El extraño caso del pesquero
LAS PERIPECIAS sufridas por el pesquero Santa Teresa de Jesús, desde su abordaje por una lancha marroquí cuando faenaba ilegalmente a seis millas de la costa sahariana hasta su arribada al puerto de Arrecife de Lanzarote, ofrecen los elementos de confusión suficientes como para sumir en la perplejidad a cualquier atónito espectador de los hechos. El casual e indirecto descubrimiento por un transporte marroquí de la falta de papeles del Santa Teresa, la subida a bordo de dos militares para conducir a punta de metralleta al arrastrero hacia Agadir, la escasez de combustible, la prolongada siesta de los vigilantes y la decisión final del patrón del barco de atracar en Arrecife son algunos de los incidentes de esta tragicómica aventura. Nuestras autoridades se, han encontrado enfrentadas a una situación casi rocambolesca, y en seguida se encargaron de hacerla casi ridícula cuando no se les ocurrió otra cosa que cursar órdenes -ni más ni menos- al Santa Teresa para continuar viaje hacia Marruecos, en desprecio de los derechos de su tripulación y con una prepotencia y una falta de dignidad del poder notables.Los deseos del Gobierno de no enrarecer nuestras complicadas relaciones con Marruecos y de promover el respeto de nuestros armadores hacia los acuerdos pesqueros con el reino alauí son lógicos, pero no pueden pasar por encima de los derechos y las garantías que disfrutan los españoles. Una nación soberana no puede entregar a sus propios ciudadanos para que sean juzgados por las autoridades de otros Estados. La ley sobre extradición de 26 de diciembre de 1958 afirma taxativamente que "no se concederá la extradición de los españoles por delitos cometidos fuera de España". Los tripulantes del Santa Teresa han cometido, a lo sumo, una infracción administrativa, que no puede ser perseguida en España. Por eso es una *abdicación incomprensible de los principios consagrados por el Derecho internacional y una medida absurda y casi surrealista que los tripulantes del arrastrero, libres de la coacción de las metralletas marroquíes y en suelo español, se vean sometidos a la coacción de su propio Gobierno para entregarse a las autoridades de un país extranjero.

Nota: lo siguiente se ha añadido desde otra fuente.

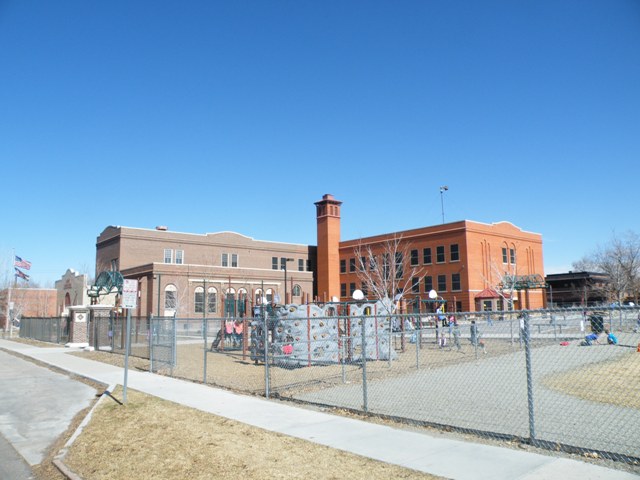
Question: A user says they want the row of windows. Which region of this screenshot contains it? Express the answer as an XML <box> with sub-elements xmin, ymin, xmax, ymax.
<box><xmin>164</xmin><ymin>248</ymin><xmax>184</xmax><ymax>265</ymax></box>
<box><xmin>271</xmin><ymin>257</ymin><xmax>311</xmax><ymax>272</ymax></box>
<box><xmin>340</xmin><ymin>273</ymin><xmax>462</xmax><ymax>297</ymax></box>
<box><xmin>164</xmin><ymin>284</ymin><xmax>302</xmax><ymax>314</ymax></box>
<box><xmin>502</xmin><ymin>247</ymin><xmax>516</xmax><ymax>265</ymax></box>
<box><xmin>340</xmin><ymin>243</ymin><xmax>460</xmax><ymax>278</ymax></box>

La legítima y comprensible negativa de los marineros del Santa Teresa a reanudar viaje para ser detenidos por las autoridades de otro país ha hecho surgir la dudosa alternativa de que el pesquero, con nueva tripulación y al mando de los dos militares marroquíes, abandone Arrecife y ponga rumbo a Agadir. Esta solución también parece descabellada, dado que son los marineros, y no el barco, los responsables de haber faenado ilegalmente en aguas marroquíes. ¿Qué sentido tendría que los infractores fueran sustituidos por el instrumento de la infracción, como si las cosas, y no los hombres, tuvieran capacidad jurídica para quebrantar las leyes? No vemos por qué el Estado español no puede subrogarse, ante las autoridades marroquíes, del pago de las sanciones pecuniarias correspondientes, dado que el marco general del acuerdo pesquero con Marruecos ha sido firmado por los respectivos Gobiernos, y resolver así el contencioso. La respuesta de que los marroquíes no lo aceptan es insuficiente; no tienen otro remedio que aceptarlo, toda vez que el barco está en suelo español. El temor a represalias contra otros barcos es lógico, pero nada hay que garantice que las represalias no se tomarán incluso si el Santa Teresa zarpa. El Gobierno español, en cualquier caso, debe imaginar represalias alternativas contra el de Marruecos, no contra los propios ciudadanos españoles entregándolos gentilmente a las autoridades de aquel país. La noticia de que en opinión del Ministerio de Asuntos Exteriores ésta era la manera de no crear un conflicto diplomático resulta risueña: el conflicto estaba ya creado, y lo que tiene que hacer el Gobierno es resolverlo.